A solution to last week's Challenge has been posted HERE!
I learned the worst thing to say to a bunch of football fans: "The Super Bowl? It's just another football game". The looks of horror on my colleagues' faces when I said that are burned into my memory forever. And let me warn you: don't say that when you have anything important to do because you will be subject to an hour-long debate about player stats, offense/defense match-ups, the importance of turnovers (and not just the apple flavored ones) and the proper way to make chili.
Anyway, after this debate, I did what any data nerd would do: I took to the internet in search of datasets and fired up my Alteryx Designer to answer this question: Is the Super Bowl just another game? I decided that I'd do a little experiment. Using the Predictive tools and data from the New England Patriots's 2016 and 2017 seasons, I wanted to see how a linear regression model developed on regular season games (including post-season) performed when used to predict the number of points the Patriots would score during the Super Bowl.
First, I downloaded data (source: here) for the New England Patriots for the 2016 and 2016 seasons (provided as inputs in the Start File), which required a bit of parsing to prepare for later use. Then, I set out on some data investigation to begin my linear regression model development. My approach (which may not be the same one you use in your modeling approach) was to choose the four (4) variables from the "Score", "Offense" and "Defense" data categories with the most significant relationship to the variable "TM", which indicates the number of points the Patriots scored. With my variables selected, I began the model creation. My approach (which may differ from yours😞 develop the model on on values except for one pair of regular season games and the Super Bowl games.

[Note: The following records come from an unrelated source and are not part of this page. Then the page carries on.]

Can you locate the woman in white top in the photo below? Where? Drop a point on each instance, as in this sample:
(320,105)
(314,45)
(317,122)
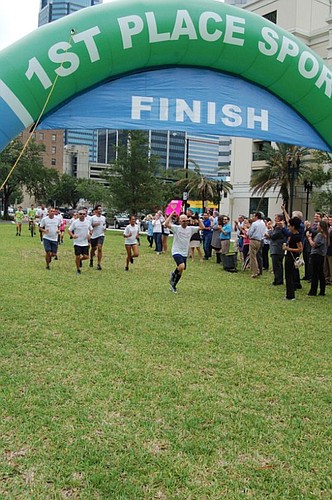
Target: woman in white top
(131,236)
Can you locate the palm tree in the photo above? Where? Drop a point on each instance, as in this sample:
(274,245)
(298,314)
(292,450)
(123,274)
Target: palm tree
(277,173)
(206,188)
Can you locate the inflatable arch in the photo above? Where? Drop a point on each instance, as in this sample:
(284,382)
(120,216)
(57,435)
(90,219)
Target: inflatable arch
(129,40)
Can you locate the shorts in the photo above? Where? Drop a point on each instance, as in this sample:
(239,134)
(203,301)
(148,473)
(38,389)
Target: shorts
(78,250)
(50,246)
(179,259)
(94,242)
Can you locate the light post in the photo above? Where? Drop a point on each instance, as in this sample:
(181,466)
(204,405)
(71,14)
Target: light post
(293,169)
(219,191)
(185,193)
(308,188)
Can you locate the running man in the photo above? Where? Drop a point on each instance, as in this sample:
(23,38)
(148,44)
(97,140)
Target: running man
(80,231)
(40,214)
(180,248)
(19,216)
(131,235)
(32,211)
(98,223)
(50,229)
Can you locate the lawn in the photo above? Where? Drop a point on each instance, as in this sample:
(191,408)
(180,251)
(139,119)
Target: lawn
(112,387)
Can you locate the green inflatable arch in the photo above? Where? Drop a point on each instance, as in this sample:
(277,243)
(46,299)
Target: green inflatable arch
(105,42)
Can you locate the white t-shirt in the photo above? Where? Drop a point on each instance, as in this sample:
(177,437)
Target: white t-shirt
(133,230)
(181,238)
(81,229)
(41,213)
(100,229)
(51,225)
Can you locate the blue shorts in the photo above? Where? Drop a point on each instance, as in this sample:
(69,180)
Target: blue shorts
(50,246)
(179,259)
(94,242)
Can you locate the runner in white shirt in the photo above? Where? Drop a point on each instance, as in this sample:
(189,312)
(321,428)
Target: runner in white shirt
(180,249)
(40,214)
(80,231)
(131,236)
(98,223)
(49,227)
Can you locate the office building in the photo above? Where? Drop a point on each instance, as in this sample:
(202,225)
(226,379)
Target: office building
(311,22)
(51,10)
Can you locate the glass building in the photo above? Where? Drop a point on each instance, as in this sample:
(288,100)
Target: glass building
(51,10)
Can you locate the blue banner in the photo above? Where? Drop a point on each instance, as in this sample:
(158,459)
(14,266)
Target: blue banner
(186,99)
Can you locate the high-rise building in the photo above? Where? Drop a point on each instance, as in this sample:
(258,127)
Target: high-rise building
(51,10)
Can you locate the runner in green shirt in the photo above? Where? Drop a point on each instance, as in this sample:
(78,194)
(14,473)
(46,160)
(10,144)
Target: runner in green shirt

What's the difference between your predicted values and actual values for your regular season games and Super Bowl games? Is the Super Bowl just another game?
Extra Challenge: How'd you do on this Jeopardy Category? Admittedly, I was in good company with these contestants!
Here is my attempt! I leveraged some of what I learned from Challenge 18 (specifically @samjohnson)
Solution is attached. Played around with a couple different variables. Because we are predicting points scored, I figured it would be best to solely look at the offensive stats as opposed to any defensive stats. Something like Time of Possession would have been interested.
Also E-A-G-L-E-S. EAGLES! Super Bowl Champs!
Once again this week I find myself working with the data and topic I know nothing about so I stick to developing my model based purely on p-values.
I may have gone a little overboard. Particularly since I was rooting for the Eagles. (For no other reason than I'm a Seahawks fan, and the Eagle is also a bird.)